- Associated Press - Saturday, June 14, 2014

PINE GROVE MILLS, Pa. (AP) - Steve Benner is searching - for what, he’s not sure.

He’ll know when he sees it.

Benner’s at the controls of a Cessna Skylark II, high over Ferguson Township, not far from his Pine Grove Mills home. He peers out his side window at the ground below, scanning for something unusual, noteworthy, photogenic.

His Canon digital camera sits on his lap, ready to go.

A veteran aerial survey pilot, Benner, 53, now takes different types of shots from above - dramatic images of landscapes full of color, shapes, light, shadows and textures, geography as art.

He has captured memorable perspectives of desert and mountain terrain, but on this May morning, a simple farm field catches his eye.

It’s a study in green, an irresistible checkerboard of cut and fallow sections. Most people would pass right by it on the ground, but Benner literally brings a different perspective.

This is worth a few clicks.

He slows the plane to about 80 knots and opens his window. Cool air rushes into the cabin.

“With that much green and that much sun today, this might work,” he says over the roar.

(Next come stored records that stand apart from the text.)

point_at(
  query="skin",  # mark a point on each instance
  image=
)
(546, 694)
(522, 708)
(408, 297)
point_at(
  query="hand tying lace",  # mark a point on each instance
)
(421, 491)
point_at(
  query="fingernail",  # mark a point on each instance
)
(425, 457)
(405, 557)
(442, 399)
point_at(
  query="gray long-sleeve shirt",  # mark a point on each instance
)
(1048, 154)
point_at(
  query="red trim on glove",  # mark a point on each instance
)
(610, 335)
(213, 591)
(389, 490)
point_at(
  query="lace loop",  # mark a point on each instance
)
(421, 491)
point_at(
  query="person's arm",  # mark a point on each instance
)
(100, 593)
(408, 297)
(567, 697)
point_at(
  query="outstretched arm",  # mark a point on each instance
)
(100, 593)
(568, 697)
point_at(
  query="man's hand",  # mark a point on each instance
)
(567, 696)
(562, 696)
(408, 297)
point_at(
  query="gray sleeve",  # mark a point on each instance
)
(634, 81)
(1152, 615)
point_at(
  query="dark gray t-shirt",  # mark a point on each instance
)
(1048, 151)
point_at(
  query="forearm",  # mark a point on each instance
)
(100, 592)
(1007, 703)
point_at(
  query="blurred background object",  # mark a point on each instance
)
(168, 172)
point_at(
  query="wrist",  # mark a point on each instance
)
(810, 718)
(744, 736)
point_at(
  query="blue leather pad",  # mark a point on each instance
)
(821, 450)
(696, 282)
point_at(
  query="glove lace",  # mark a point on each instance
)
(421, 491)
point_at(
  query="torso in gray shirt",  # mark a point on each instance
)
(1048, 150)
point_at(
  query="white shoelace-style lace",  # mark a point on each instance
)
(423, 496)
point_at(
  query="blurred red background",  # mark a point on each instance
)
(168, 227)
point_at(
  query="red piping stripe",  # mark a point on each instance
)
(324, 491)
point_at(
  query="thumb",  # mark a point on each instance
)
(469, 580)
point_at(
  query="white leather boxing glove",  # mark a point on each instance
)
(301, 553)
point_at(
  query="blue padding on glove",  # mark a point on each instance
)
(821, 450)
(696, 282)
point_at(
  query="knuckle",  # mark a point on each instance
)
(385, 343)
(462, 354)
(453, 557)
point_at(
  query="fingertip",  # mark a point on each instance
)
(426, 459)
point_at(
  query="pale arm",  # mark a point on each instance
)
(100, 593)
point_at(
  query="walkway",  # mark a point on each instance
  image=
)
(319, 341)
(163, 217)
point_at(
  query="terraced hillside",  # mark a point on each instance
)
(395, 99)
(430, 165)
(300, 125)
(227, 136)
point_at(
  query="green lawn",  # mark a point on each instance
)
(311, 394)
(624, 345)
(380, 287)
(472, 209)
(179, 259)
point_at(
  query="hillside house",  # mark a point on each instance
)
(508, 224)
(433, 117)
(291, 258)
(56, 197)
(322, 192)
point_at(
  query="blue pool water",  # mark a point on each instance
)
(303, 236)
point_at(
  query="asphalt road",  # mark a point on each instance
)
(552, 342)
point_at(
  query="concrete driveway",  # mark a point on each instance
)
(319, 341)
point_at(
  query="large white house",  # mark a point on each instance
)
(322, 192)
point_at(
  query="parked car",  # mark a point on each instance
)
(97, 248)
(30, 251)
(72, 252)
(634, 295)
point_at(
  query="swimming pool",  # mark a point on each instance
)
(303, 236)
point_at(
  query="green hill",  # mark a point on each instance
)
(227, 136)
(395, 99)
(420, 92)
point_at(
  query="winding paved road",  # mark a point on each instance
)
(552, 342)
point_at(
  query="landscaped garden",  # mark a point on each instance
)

Quickly shifting from the controls, he leans over and snaps off some shots. If they turn out good, once again he’ll have found gold.

“It could be anything,” he later says. “That’s much of the fun of it: not going out with any intention to shoot anything, just seeing what you can find.”

Finding looks

He has discovered plenty of masterpieces.

Preserved by his lens, eastern Maine wild blueberry bogs seen from the air resemble a mottled wound, full of purple swatches and ponds forming dark whorls.